Penguin Love
April 23rd, 2008
Practicing viola with Xander yesterday, he got frustrated with the same brush-y bow stroke he’s been working on for weeks now. I understand the frustration but need him to keep practicing anyway, and I try to speak lovingly of how when he practices he works through problems, but I catch this sort of trying to cheer himself up, asking “So am I learning faster than other kids my age?” which may be the cry of a child who has a brother two years older that he feels he will never catch up with, has a younger brother whose every accomplishment is fussed over and praised. I think of how he was visibly aching Sunday morning when he and Aodán both played with a group for some friends and there was voluble praise for Aodán’s playing and I had to pull him aside and say “When someone compliments Aodán they aren’t insulting you.” But I don’t know.
So I ask him if it’s important to him to be doing better than other kids his age and he tells me how he had cried that morning at getting a C on a math test and then had to remind himself that this was an algebra test and other third graders are working on learning their multiplication tables. And I feel like I am getting a C on some sort of parenting test. Because I really, truly believe that what matters is doing your own best and not how you’re doing in comparison with others, but I see that as being one of those almost taboo double-speak things in our society, where people say that and then compare you. In my heart of hearts, I know I am enjoying the reflected glory of my children’s quick learning. And I have a horror that I am more complicit than I admit to myself, too, compare the boys to each other or make them feel like how much love they’re going to get depends on how they achieve, how they make me proud. I remember childhood’s need for attention, for making the adults in my life proud, I wonder if it is possible to not pass this along.
But here is my secret hope. In the movie March of the Penguins, all the mother penguins arrive back at the nesting grounds where the baby penguins have hatched under their father’s care during the mothers’ absence, and the mothers identify their own babies by their unique songs. It isn’t that a baby has to have the loudest song, or the most beautiful song, or the most accurate pitch, it’s that the song is uniquely their own that makes them identifiable. I want my kids to feel loved that way, like I treasure each of their songs not because I compare it with the other baby penguins, but because it is his own.





April 23rd, 2008 at 7:58 pm
yes, isn’t that the hardest thing ever? because no matter how much you treasure their OWN songs, they’re busy comparing with the other little chicks.
but at least the struggle will be beautifully written. lovely post!
April 27th, 2008 at 5:44 pm
This is a lovely post.
I had to go back to the second paragraph about 10 times, though, because after reading the first one, all I could think about was how I wanted to do something nice for Xander.
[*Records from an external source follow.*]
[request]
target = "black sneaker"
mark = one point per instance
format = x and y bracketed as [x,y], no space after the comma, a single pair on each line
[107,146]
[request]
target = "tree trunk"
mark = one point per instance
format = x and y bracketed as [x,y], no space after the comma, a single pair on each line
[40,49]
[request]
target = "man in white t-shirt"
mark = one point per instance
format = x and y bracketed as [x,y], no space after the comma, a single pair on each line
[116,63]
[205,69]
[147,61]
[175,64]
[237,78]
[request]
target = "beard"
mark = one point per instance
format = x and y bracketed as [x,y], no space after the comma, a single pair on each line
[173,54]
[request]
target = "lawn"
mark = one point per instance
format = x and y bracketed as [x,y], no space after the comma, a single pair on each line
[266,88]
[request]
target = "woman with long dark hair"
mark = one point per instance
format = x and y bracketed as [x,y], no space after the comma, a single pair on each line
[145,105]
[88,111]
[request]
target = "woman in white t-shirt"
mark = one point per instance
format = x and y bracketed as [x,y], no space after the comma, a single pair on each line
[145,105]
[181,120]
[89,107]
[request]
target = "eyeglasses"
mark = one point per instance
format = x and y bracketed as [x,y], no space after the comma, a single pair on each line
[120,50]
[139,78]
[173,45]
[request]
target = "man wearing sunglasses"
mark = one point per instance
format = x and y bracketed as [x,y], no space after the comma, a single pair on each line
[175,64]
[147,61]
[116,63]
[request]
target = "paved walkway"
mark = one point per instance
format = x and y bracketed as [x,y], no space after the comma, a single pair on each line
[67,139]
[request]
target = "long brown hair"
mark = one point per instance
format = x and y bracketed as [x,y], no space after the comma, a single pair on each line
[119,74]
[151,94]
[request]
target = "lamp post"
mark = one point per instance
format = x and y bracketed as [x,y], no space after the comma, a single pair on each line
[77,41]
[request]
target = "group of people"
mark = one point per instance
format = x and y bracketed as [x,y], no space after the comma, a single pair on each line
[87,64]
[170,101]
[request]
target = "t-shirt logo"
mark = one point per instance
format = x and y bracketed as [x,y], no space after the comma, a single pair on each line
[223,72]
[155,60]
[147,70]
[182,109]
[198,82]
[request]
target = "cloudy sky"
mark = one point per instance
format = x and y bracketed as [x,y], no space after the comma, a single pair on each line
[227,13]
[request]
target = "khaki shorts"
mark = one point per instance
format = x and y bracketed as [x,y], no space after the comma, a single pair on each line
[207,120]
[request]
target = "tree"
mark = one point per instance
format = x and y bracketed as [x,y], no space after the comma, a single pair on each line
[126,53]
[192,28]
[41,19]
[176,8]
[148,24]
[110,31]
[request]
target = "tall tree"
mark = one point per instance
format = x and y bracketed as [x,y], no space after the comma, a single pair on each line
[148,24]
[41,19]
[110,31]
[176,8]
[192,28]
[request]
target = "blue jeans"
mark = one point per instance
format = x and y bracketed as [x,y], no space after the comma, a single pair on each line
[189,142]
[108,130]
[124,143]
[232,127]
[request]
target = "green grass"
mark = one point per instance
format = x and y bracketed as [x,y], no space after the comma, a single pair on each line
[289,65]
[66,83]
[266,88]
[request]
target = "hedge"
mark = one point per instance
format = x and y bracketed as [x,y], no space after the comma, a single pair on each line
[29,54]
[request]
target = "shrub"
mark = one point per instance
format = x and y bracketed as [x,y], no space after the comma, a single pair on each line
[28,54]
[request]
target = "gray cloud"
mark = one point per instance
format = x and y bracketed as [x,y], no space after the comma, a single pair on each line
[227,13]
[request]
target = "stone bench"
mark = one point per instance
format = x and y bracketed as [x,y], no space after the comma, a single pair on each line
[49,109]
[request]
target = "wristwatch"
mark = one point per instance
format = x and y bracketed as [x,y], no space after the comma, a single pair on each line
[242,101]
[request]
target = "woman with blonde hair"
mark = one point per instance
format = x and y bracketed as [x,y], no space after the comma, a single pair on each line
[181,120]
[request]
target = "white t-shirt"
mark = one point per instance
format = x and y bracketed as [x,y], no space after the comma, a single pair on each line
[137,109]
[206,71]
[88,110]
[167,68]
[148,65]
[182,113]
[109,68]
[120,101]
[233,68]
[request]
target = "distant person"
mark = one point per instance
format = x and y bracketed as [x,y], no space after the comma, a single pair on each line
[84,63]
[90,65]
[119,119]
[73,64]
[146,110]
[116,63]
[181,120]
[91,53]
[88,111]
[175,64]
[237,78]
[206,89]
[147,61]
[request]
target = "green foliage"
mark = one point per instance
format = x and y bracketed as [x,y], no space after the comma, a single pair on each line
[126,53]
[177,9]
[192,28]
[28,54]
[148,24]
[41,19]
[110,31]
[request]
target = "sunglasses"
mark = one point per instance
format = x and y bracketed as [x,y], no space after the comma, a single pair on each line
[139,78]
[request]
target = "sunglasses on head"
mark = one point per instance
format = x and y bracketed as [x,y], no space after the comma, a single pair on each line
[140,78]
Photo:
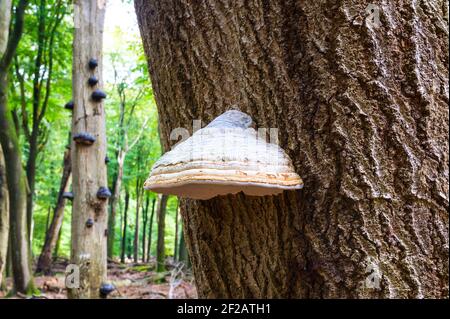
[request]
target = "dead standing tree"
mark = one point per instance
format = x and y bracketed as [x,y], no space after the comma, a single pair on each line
[88,152]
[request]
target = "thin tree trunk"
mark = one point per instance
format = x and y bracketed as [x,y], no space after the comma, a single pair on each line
[160,250]
[125,224]
[45,259]
[183,253]
[150,230]
[144,226]
[5,17]
[20,254]
[136,226]
[58,244]
[89,212]
[175,248]
[4,214]
[361,109]
[114,200]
My co-dependent “fix-it” button got pushed, or maybe it’s that I can commiserate so well with what it feels like to be the younger sibling of two spectacular human beings. Once I told my brain to shut-up, though and listen to what you were saying, it was so clear to me that nothing about Xander needs to be “fixed”. It is tough having an older sibling who is brilliant, no matter how brilliant you are yourself, but Xander is lucky enough to have a mom who recognizes and treasures his unique song, and that’s a pretty amazing gift.
and really. Algebra? in third grade?
April 27th, 2008 at 5:50 pm
That Xander CAN remind himself of that? is your profound gift to him.
Please tell him from me that the Brujo’s 9th grade algebra students can’t make change. SRSLY. “If you have $3 and I take $1.50, what do you have left?” “Um, $2.50?”
And when I was an aunt, Rohan even at the age of 3 would say stuff sadly like, “I’m not smart like Yishi.” Because Rishi was 5 and could already count and spell. What a horrific anxiety of influence, which just makes me selfishly glad I was an only child. Though on the other hand it’s a bit of a big-fish-in-a-you-sized-pond situation, and there are cruel realities on the other end of it, esp. when your mom didn’t teach you to remind yourself but instead grounded you and bought you a calculator.
Oh: http://www.cnn.com/2008/TECH/04/25/twitter.buck/index.html
!!! So you never know, you see….
And she crawls grumpily back to the bed, which is a nest of papers.
May 3rd, 2008 at 9:52 am
beautiful post aside, how do mama penguins identify unique sounds from babies they have never met? biology is so weird.
May 17th, 2008 at 11:18 am
Yeah, that *is* a great post… Just catching up now with Mara’s recent ones.
I’m sorry to hear about Xander’s predicament, but he is an absolutely unprecedented human being. I’ve heard several people in the family say “I’ve never met anyone like Xander in my entire life.” I don’t know how mother penguins do it, but I think most any human, even an unrelated one, can hear his unique song.
On top of algebra, he is an *incredible* actor, or was the last time I saw him at work. Those ninja poses were almost Shakespearean.